School-we don't let a kid off the bus under the age of 14 unless there is a parent at home. They bring them back and I or my secretary baby sit them until we can reach the parents to come and get them.
Guilty as charged!! Only the bus driver knew it too and would drive with a heavy foot while I was running through the woods!!
That's crazy to me, and I'm sure many more members.... I was allowed to let myself in off the bus at age 9... Younger if my older brother was coming home at the same time.

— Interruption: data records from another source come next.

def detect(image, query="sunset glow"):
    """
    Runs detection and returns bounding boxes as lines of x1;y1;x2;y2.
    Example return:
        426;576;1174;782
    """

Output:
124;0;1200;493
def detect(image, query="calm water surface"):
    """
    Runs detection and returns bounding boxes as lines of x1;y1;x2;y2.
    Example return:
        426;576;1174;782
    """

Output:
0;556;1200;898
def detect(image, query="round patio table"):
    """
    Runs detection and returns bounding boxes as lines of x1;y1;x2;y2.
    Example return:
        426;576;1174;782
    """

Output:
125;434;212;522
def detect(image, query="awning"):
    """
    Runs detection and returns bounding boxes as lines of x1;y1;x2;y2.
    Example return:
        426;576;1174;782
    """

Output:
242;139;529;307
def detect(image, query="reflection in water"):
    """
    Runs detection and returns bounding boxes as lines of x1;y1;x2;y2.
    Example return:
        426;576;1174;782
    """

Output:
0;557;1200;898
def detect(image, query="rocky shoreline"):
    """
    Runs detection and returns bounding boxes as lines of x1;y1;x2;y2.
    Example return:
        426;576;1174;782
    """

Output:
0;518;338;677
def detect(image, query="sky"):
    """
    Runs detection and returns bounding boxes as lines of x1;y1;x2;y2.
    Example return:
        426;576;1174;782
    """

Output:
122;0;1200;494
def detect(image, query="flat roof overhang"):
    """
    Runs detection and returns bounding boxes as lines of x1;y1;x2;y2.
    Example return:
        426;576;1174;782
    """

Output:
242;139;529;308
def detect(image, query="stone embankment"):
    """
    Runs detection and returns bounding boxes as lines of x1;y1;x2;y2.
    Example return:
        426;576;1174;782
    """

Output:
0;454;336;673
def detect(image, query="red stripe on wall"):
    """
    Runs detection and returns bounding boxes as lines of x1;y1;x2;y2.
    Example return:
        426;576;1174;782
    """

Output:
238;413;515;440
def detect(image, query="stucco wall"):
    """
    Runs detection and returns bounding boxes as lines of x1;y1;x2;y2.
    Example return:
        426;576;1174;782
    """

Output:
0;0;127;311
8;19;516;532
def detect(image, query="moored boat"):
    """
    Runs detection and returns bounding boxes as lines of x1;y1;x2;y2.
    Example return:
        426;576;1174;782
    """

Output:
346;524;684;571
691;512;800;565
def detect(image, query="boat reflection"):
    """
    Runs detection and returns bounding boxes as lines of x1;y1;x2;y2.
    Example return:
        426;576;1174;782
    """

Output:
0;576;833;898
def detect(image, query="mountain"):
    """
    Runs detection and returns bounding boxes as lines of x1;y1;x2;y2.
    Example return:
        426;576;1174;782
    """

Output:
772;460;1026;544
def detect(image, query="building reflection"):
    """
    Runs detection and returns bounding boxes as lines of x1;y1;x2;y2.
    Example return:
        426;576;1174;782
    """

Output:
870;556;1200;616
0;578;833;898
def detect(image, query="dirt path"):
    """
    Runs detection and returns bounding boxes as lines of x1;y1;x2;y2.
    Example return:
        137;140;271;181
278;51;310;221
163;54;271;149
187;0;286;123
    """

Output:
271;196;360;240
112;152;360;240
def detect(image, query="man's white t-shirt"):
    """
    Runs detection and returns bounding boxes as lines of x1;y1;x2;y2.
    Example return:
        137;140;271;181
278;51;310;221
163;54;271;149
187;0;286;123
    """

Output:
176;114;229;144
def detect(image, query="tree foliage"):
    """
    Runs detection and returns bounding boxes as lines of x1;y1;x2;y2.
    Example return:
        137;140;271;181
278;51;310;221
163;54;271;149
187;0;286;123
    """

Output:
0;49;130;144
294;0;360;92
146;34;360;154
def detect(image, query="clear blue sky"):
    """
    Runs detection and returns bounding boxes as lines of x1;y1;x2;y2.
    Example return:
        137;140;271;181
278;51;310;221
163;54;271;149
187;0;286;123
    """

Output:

I can remember well when I was a little boy and the doctors kept after my parents to, "Get that boy a bike!" As most of you know, it is because I had polio at a young age and was cripple but thankfully overcame it. Yet, until around age 12 or 13 I was a puny skinny runt with very weak legs. So when I finally got a bike, it took me a while before I was able to actually ride it (no training wheels either). Once I could ride, I went as far as possible but remember many times having to sit along side of the road resting until I could get enough energy to make it home. Made it after dark many times. Did anyone worry. So far as I know, none did nor did I ever catch H for it. Unfortunately I did have to go without few meals. As for getting off the bus, it made no difference what age. When the bus stopped at a home, the kid got off. End of that ride. And I know for a fact that many times mother or dad was not home for many kids. Nobody seemed worried either.
Riding in the back of a pick up. When I played Little League all-stars, we would ride in the back of the coach's truck-a 1968 Dodge-to games in the neighboring communities. Mom and Dad-they were glad I was with Don-they didn't come to the games, they were working in the garden.
Guilty! But I didn't have a truck so my 30-06 was in the trunk of my Mustang so I could head right to the woods after school. Jumping on your bike, leaving the house at 9:00AM, and not coming home until dinner time. After dinner going back outside to play baseball or football or frisbee in the street until dark and then playing hide-n-seek for a couple hours after that. This was in the early 70's. Yep. A completely different childhood than kids have now.
I walked to school from first grade until I got my license at 16. Now days parents walk the kids even if school is just across the street. It's sad the way society has turned out.
Ah, those stupid training wheels! My step daughters bike had those on it, my wife "forbade" me from removing them. But after watching my stepdaughter pedal that bike for 2 summers and not get any closer to actually being able to ride, I took off the training wheels when my wife was away and we practiced in the grass. Within an hour she could coast down a hill, and within a week she could go wherever she wanted! Sometimes you gotta fall a few times to figure things out!